The whole of The Clash‘s Sandinista! might be almost too much to take for the first 40 years of listening, but one day you’ll wake up and it’ll all make perfect sense. It’s an exhaustive listen, a triple album that cliché would have you believe would be better off trimmed to a double, but it’s great precisely because it’s so sprawling and genre-hopping: dub reggae, punk rock, soul, rockabilly, whacked-out proto hip-hop, stadium-sized riffage, Clashified covers of Mose Allison, the Equals and The Clash themselves (how meta, the hipsters might say today)…. you name it, Sandinista! has it all.

Side 1 of 6 sets the entire stall out, spinning wildly through the perennially groovy Magnificent Seven and the take-it-to-church Supremes stomp of Hitsville U.K. via Junco Partner‘s head-nodding roots reggae before alighting on Ivan Meets G.I. Joe.

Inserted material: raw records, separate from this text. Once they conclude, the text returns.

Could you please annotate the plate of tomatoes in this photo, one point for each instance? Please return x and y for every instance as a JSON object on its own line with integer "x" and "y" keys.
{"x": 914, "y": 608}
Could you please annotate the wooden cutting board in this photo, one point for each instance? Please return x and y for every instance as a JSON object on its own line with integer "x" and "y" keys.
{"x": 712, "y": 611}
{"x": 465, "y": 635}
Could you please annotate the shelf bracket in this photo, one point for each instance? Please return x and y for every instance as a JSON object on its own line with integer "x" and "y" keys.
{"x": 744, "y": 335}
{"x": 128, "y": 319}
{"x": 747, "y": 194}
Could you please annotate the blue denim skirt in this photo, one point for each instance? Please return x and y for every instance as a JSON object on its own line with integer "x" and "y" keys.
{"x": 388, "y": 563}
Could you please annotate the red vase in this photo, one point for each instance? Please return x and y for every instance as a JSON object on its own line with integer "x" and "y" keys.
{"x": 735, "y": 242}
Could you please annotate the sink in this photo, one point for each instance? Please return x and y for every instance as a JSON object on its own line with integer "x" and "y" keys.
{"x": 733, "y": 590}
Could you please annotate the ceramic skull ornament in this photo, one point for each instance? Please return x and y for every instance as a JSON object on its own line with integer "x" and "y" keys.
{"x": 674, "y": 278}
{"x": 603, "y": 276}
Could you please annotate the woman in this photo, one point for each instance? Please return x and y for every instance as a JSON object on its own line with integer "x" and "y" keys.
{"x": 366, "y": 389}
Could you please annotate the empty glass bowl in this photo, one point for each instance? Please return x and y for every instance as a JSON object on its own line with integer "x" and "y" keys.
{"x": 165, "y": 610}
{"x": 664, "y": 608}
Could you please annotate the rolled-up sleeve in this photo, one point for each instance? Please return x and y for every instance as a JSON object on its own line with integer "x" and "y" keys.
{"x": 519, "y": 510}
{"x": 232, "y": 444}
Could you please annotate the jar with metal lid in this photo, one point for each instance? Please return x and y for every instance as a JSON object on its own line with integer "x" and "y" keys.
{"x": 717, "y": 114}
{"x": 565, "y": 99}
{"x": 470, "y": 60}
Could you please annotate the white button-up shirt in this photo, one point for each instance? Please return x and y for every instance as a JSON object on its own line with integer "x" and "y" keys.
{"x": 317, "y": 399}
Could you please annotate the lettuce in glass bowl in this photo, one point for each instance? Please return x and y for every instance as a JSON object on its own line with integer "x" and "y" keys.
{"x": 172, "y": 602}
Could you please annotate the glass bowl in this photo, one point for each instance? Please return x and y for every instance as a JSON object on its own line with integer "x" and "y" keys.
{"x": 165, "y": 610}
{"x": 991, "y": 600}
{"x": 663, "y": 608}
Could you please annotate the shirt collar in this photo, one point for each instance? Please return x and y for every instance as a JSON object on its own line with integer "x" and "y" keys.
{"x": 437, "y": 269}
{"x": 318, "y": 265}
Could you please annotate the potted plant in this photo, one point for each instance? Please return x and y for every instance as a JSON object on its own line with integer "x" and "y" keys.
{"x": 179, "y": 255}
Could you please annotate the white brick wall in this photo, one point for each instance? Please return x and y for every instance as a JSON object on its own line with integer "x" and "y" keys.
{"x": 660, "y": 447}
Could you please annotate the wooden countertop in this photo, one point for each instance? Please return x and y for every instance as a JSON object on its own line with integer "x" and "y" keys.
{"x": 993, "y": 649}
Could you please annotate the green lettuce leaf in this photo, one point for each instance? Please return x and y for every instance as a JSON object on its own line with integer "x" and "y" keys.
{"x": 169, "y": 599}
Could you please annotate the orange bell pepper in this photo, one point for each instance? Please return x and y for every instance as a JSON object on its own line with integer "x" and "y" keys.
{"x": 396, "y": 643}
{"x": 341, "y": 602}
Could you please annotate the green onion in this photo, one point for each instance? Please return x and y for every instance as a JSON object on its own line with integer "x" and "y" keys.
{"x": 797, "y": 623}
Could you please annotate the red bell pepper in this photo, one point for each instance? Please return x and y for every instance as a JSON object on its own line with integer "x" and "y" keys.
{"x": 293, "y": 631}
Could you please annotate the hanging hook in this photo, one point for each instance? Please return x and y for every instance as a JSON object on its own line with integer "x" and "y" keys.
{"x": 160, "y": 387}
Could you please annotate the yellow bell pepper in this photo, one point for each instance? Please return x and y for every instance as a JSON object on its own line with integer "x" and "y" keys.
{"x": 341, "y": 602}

Ivan… comes at you like a rush of hot dusty, musty air from out of the westbound tunnel at Ladbroke Grove underground station, a clattering, echoing, rattling racket that arrives suddenly, hangs about for a prime-time 3 minutes then rushes off again, a blown-up trail of what the fuck was that? left in its wake. Four songs in and The Clash have merged more ideas and genres than most bands would dare to tackle in a lifetime.

The ClashIvan Meets G.I. Joe

A fantastically-arranged track and surely a blueprint for the future Rock The Casbah, Ivan Meets G.I. Joe is a Cold War dance-off that predates Frankie’s Two Tribes by a good three and a half years. Where Frankie revelled in the fight, The Clash suggest the two superpowers might be better off hitting the dancefloor than one another. The entire track is smothered in added bleeps and whooshes, Howitzer explosions and rapid-fire machine gun fire. It’s certainly dance music Jim, just not as we know it.

Joe Strummer may have written the vast majority of the words, but it’s the drummer that this track really belongs to. Arranged by Topper Headon, he incorporates pounding piano, a juddering brass section and a tight-but-loose disco drum beat that showcases his talents. In concert, the track afforded Topper his Ringo moment, the spotlight leaving the other three to jump about in the shadows for the duration. Y’can say what y’like about Topper, but you won’t hear many bad words about Ivan Meets G.I. Joe.

Forever principled, The Clash eschewed individual songwriting credits on Sandinista! Lower royalty payments would allow them to sell the album at a fan-friendly price and despite pressure from those at CBS, they were adamant that the entirety of the album they’d presented would be the album that was released. Turning money into rebellion (!) they gave up all royalties on the first 200,000 copies sold, enabling the six sided album to be sold for not much more than the price of a standard LP. Can you imagine any act suggesting this nowadays?! (Can you imagine (m)any acts selling 200,000 albums nowadays?)

My copy of Sandinista! came from a second-hand record shop in Liverpool. A victim of the punk wars, its sleeve had seen better days, but the three records (and the copy of the Armagideon Times inside) were in amazingly well-preserved condition. For the price of a medium Costa, it was rescued and rehoused and won’t be going anywhere other than my turntable ever again. Like all the best albums, every time it plays, it throws up something new. I’m sure you knew that already though.